THE spate of arrests targeting politicians does not bode well for the health of the political process in the country. With the arrest of former prime minister Shahid Khaqan Abbasi by NAB on Thursday, there are now 12 politicians — the vast majority of them from opposition parties — in jail, with one convicted and the rest pending investigation. Included in this number are two Waziristan MNAs in police custody, who were booked for assault and criminal conspiracy in May but whose production orders are yet to be issued. There are reports of NAB ‘hunting’ for yet another opposition party politician, and speculation is rife regarding the next member of the PPP or PML-N to be picked up. A prominent member of the ruling PTI, Aleem Khan, too, was arrested by NAB in a corruption case, but was released on bail after two months.

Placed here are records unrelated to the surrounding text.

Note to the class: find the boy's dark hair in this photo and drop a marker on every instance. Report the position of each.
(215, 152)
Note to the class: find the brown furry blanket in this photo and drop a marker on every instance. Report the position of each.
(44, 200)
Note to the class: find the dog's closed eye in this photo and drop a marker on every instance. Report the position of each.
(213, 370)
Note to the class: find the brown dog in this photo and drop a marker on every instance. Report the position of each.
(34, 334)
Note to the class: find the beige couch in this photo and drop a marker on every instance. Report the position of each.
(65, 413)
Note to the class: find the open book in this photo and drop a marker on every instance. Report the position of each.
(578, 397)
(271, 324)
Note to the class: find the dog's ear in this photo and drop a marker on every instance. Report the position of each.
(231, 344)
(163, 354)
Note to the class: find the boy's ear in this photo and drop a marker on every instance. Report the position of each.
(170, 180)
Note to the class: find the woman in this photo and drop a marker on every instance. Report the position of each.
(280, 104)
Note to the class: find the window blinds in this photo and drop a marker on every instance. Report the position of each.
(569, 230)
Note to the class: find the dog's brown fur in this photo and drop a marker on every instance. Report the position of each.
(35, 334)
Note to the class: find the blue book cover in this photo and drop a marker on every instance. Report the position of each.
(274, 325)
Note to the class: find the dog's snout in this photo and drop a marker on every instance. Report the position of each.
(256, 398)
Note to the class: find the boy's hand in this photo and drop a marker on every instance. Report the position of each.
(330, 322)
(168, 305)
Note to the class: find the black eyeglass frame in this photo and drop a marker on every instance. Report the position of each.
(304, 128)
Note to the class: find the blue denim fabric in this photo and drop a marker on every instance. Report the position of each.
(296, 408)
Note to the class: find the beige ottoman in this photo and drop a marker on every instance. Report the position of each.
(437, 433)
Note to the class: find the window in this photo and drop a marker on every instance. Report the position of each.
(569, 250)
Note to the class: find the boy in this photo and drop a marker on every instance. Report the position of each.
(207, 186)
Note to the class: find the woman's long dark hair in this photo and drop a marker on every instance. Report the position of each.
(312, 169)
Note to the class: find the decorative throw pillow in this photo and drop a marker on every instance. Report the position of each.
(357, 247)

There is no doubt that accountability is an essential component of governance. Those who wield power and receive tax money from citizens are bound to answer to the people about the use or misuse of public funds. However, the astonishing frequency with which opposition parties are being targeted for alleged crimes ranging from so-called mega corruption and terrorism to drug possession, makes it appear more like a sinister campaign to muzzle political opponents. The allegations levelled against these politicians are undisputedly serious, but the trend of ‘imprison first, investigate later’ and the sheer arbitrariness of the investigation process bear all the characteristics of a political witch-hunt. Too often, we have seen lawmakers critical of the government jailed, remanded into custody and then left to languish there while a fishing expedition is in full swing. Authorities have the right to question individuals whom they legitimately suspect of wrongdoing, but the ongoing spectacle of dramatic arrests and prolonged incarceration pending indictment or even an inquiry, has weakened the public’s confidence in these investigating institutions. To make matters worse, the media trial and simultaneous smear campaigns against those being probed violate the presumption of innocence principle and cast a shadow over the fairness of the process. Even if individuals are later released from custody, there is little they can do to rectify the damage that has been done to their reputation.
Regrettably, in this country, the court of public opinion has a tendency to assume that all politicians are guilty of wrongdoing. But institutions must not operate under that impulse. They have a responsibility to build airtight cases with legitimate evidence that will hold in a court of law and ensure that these cases proceed in a transparent and efficient manner. There are certainly more professional methods that investigating bodies can employ to probe these individuals — who now include a former prime minister and a former president. Going after opposition politicians in this manner, without solid evidence, is tantamount to harassment of the worst kind.